- Written by: Brian Anthony; David Comtois; Kevin Burns;
- Directed by: David Comtois; Kevin Burns;
- Narrated by: Roddy Mcdowell
- Country of origin: United States
- Original language: English

Production
- Producers: Shelley Lyons; Brian Anthony;
- Cinematography: Cory Geryak
- Editors: David Comtois; Dustin Ebsen; Steve Rasch;
- Running time: 126 minutes
- Production companies: Van Ness Films; 20th Century Fox Home Entertainment; Foxstar Productions; American Movie Classics;

Original release
- Network: AMC
- Release: September 6, 1998

= Behind the Planet of the Apes =

1998 TV Documentary

Behind the Planet of the Apes is a 1998 American television documentary directed by Kevin Burns and David Comtois who also co-wrote it with Brian Anthony and produced by Foxstar Productions. It premiered on AMC on September 6, 1998 as part of their two-day 30th anniversary Planet of the Apes marathon.

==Premise==
It focuses on the five films in the original Planet of the Apes series, and is hosted and narrated by Roddy McDowall, who played Cornelius in the 1968 film Planet of the Apes and Escape from the Planet of the Apes and his son Caesar in Conquest of the Planet of the Apes and Battle for the Planet of the Apes. The documentary premiered on AMC to commemorate the thirtieth anniversary of the first 1968 film.
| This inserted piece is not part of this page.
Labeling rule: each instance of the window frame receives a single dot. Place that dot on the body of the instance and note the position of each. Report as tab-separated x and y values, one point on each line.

The documentary discusses the ideas and works that led to the production of the films and franchise, including two television series, one live action and one animated for children. The documentary begins with the original novel written by author Pierre Boulle and how it caught the interest of producer Arthur P. Jacobs, who brought it to 20th Century Fox. The development and production of each film is discussed, including casting, costume design, filming locations and behind the scenes footage.

==Release==
The documentary was included in the 2001 DVD box set of the classic films. It was later included as part of the bonus features on the 2008 Blu-ray release of the original film, with interactivity features added and an original promo for the documentary.